Ripley v. Yale

16 Vt. 257 | Vt. | 1844

The opinion of the court was delivered by

Hebard, J.

The plaintiff, in argument, assumes the ground that the defendant has no legal interest in the premises, — and that he, having the legal title and the right to possession, in contemplation of law has the possession; — and this, in argument, results from the assumed fact that the relationship of landlord and tenant existed between the plaintiff and defendant. It is a general principle of law that the gist of the action of trespass qu. clans, fregit is the injury to the possession; and that, unless the plaintiff, at the time the injury was committed, was in the actual possession of the premises, the action cannot be supported. Stuyvesant v. Tompkins, 9 Johns. 61. Campbell v. Arnold, 1 Johns. 511. Wheeler v. Hotchkiss, 10 Conn. 225. Tobey v. Reed, 9 Conn. 216. 1 Chit. Pl. 175. There is, however, a qualification that attaches to this general principle of law. The owner of land, in the possession of a tenant at will, may maintain this action for a permanent injury to the freehold ; but this is upon the ground that the possession reverts to the owner, upon the commission of the tortious act which determines the lease.

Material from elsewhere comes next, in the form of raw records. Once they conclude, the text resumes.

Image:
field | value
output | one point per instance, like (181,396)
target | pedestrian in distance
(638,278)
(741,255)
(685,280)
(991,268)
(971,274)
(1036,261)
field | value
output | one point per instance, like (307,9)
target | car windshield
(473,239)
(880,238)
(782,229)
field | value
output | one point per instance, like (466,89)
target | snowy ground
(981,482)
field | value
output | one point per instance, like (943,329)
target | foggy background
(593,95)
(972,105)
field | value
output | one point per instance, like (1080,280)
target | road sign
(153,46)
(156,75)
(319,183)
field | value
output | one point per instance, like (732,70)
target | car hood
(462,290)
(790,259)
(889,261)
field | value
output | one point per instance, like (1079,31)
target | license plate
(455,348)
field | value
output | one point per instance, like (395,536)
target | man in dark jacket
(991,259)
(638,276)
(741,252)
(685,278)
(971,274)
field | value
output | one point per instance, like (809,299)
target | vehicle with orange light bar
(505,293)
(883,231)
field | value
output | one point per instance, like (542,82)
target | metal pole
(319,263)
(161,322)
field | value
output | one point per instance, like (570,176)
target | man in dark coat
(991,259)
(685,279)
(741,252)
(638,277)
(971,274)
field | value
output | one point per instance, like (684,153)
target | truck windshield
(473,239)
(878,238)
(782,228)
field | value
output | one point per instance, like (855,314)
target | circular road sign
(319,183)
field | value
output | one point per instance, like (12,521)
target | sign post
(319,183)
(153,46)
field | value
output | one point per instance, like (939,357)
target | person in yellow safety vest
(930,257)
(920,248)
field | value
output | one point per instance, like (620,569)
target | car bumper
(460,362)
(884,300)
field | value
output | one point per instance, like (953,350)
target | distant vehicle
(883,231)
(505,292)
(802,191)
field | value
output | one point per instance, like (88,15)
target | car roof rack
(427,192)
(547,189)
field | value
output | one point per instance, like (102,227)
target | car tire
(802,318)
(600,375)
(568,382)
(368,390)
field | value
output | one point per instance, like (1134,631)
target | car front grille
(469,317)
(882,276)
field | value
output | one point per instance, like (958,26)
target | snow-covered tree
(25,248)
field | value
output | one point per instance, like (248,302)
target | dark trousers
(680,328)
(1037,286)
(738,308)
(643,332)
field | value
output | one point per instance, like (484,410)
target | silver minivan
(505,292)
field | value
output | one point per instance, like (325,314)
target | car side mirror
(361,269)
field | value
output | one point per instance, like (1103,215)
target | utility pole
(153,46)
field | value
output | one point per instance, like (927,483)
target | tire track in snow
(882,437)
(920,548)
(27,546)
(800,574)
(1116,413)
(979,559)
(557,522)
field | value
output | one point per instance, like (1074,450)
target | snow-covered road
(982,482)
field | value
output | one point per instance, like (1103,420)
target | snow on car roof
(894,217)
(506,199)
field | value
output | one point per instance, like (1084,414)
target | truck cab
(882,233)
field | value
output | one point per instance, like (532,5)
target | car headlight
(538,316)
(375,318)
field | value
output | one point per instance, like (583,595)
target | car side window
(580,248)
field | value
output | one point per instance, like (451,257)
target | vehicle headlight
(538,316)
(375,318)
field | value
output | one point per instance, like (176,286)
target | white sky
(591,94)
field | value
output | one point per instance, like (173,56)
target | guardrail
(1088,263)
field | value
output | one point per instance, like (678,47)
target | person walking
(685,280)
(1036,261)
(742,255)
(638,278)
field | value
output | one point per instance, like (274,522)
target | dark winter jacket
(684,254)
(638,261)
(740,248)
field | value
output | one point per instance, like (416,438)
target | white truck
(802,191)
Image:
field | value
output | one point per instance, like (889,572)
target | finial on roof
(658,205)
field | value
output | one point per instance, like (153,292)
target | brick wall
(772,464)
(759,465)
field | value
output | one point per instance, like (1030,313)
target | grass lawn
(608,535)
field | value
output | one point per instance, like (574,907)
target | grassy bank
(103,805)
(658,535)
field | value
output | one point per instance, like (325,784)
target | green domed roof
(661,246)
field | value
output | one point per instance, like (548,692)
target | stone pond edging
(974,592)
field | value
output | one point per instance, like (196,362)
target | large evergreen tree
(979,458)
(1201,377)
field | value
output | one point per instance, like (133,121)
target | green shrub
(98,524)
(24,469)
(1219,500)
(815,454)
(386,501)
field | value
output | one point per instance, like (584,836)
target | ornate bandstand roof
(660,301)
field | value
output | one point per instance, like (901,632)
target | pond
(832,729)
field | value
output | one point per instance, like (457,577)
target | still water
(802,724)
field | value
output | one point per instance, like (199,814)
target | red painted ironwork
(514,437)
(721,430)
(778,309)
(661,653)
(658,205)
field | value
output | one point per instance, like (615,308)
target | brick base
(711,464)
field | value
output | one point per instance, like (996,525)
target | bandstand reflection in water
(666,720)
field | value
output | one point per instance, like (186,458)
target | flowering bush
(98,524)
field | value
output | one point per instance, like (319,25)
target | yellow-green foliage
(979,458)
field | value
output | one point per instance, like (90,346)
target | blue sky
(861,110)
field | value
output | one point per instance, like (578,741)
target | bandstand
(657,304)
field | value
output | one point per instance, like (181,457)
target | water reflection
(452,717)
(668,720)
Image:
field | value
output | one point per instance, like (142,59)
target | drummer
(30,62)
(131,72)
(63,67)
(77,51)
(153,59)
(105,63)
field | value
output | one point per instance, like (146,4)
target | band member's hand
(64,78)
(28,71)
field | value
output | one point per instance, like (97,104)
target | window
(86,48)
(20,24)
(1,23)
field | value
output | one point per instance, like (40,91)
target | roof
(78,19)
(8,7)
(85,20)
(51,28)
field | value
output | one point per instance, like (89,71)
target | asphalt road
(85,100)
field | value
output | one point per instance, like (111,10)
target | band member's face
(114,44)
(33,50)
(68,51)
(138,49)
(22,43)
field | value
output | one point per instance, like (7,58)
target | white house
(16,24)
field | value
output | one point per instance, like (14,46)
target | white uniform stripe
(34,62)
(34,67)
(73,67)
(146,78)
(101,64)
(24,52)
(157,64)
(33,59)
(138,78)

Whether Yale can be regarded as a tenant, in any sense of the term, is not very clear. He went into possession of the land under a contract, of purchase, and paid a part of the purchase money, and claimed the land as his own. No rent was reserved, and none was due; — and in no way, expressly or impliedly, did he acknowledge any one to be his landlord. He entered as unconditionally, and as untrammeled by terms, as if the deed had accompanied the possession. Then there was no contract between the defendant and Bly in the first instance, which would create a tenancy ; and if one was created, it was by operation of law.

*261But whether he was, in any view of the case, a tenant of Bly, we think he cannot be regarded as the tenant of Ripley. The case of Wheeler v. Hotchkiss, 10 Conn. 225, is in point. The present case, in one respect, is different from the cases which have been cited. The plaintiff never was in possession of the premises, and he, therefore, only stands in the character of a bargainee, and therefore the possession of Yale, if he had been the tenant at will of Bly, would not be the possession of the plaintiff, so as to enable him to maintain this action, — and more especially as the contract was by parol.

We are clearly of opinion that the judgment of the county court was correct, and must be affirmed.